In the group stage, the teams are drawn into six groups of four teams each at the beginning of the tournament. After playing in round-robin matches, the top two teams in each group plus the four best third-place teams advance to the second round group of 16 teams, which play in successive knock-out rounds to reach the final tournament.

1.12 billion people worldwide watched the 2019 World Cup.

The 2015 World Cup final match was the most-watched soccer event in US television history (men’s or women’s) with approximately 26.7 million viewers.

World rankings by country

2019 World Cup in numbers

Timeline

July 13-30, 1930 – Uruguay hosts the first World Cup (men’s). Thirteen teams compete, and Uruguay wins the tournament, defeating Argentina. Team USA places third.

1942 and 1946 – The men’s tournament is not held because of World War II. Play resumes in 1950.

November 16-30, 1991 – China hosts the first Women’s World Cup, initially known as the FIFA World Championship for Women’s Football for the M&M’s Cup. Team USA defeats Norway in the final match.

May 26, 2003 – Due to an outbreak of SARS, FIFA announces it will move the women’s tournament from China to the United States.

December 2, 2010 – The winning bids for the 2018 and 2022 World Cup finals (men’s) are announced. Russia is named host of the 2018 tournament, and Qatar is selected for 2022, winning out over the United States, Japan and Australia.

2013 – As Brazil preps for the 2014 World Cup, at least five workers are killed in construction accidents in 2013. Thousands of protesters clash with police during the early summer, and the unrest continues throughout the year leading up to the tournament.

January 10, 2017 – The FIFA Council agrees to expand the men’s World Cup tournament, increasing the number of teams from 32 to 48. The new format will start in 2026.

June 13, 2018 – The joint bid between Canada, Mexico and the United States wins the right to host the 2026 World Cup. It will be the first time the World Cup will be shared by three host nations.

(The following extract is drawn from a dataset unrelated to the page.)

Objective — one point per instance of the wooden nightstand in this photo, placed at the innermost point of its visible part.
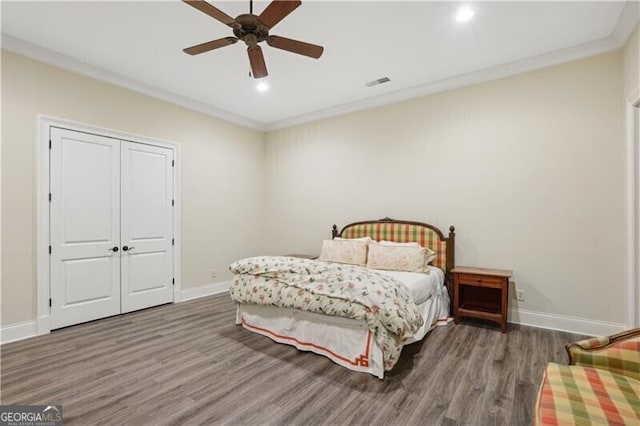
(481, 293)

March 14, 2019 – The results of a feasibility study show the potential for expanding the 2022 World Cup in Qatar to increase the current format from a 32 to a 48-team format. World football’s governing body has already agreed that the 2026 tournament, which will be jointly held by the US, Canada and Mexico, will feature 48 teams. The final decision will be made in June.

May 22, 2019 – The FIFA Council announces that the number of teams for the 2022 World Cup will remain at 32.

July 31, 2019 – The FIFA Council announces that the number of teams for the 2023 Women’s World Cup will increase from 24 to 32.

April 9, 2020 – FIFA announces that the men’s FIFA/Coca-Cola World Ranking is static as 2022 qualifiers are postponed while the Covid-19 pandemic is battled gobally.

June 25, 2020 – FIFA announces that Australia and New Zealand will co-host the 2023 Women’s World Cup, the first to be held in the southern hemisphere.